Research Manager | New Hampshire & Maine

Manchester, NH

As the Research Manager, I serve as the point person for gathering and reporting on market knowledge for the New Hampshire and Maine offices. 

I collaborate with our brokers to deliver in-depth analyses of current market conditions and trends for their clients. Using various in-house and online resources, I maintain our proprietary database, which includes detailed property statistics, sale and lease comparables, market contacts, and tenant activity within New Hampshire and Maine. 

With this data, I develop best-in-class research reports, market analyses, and market insight to ensure our clients capitalize on this research as they contemplate business decisions that significantly affect their bottom line.

Prior to becoming the Research Manager, I was a Marketing Specialist at Colliers for five years. In this position I used Adobe software, including InDesign and Photoshop, to implement marketing strategies in support of our brokers. 

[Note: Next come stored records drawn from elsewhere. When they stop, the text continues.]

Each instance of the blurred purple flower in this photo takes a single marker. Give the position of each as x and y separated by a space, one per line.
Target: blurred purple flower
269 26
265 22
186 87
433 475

My responsibilities included creating property marketing collateral - such as flyers, brochures, ads, and proposals - as well as maintaining listing databases and our exclusive listing inventory. In addition to the property marketing, I assisted in coordinating special events, handling public relations and advertising, creating brand awareness, and developing our SEO and social media campaigns. 

Additionally, I am a licensed real estate salesperson in New Hampshire.

Prior to beginning my career in commercial real estate, I worked for Gallery Marketing Communications, LLC as a graphic design artist. During my time there, I used Adobe software to design brochures, flyers, business cards, and postcards, among other marketing materials. I also worked for Gatehouse Media, Inc as a freelance sports journalist, covering high school games in Massachusetts.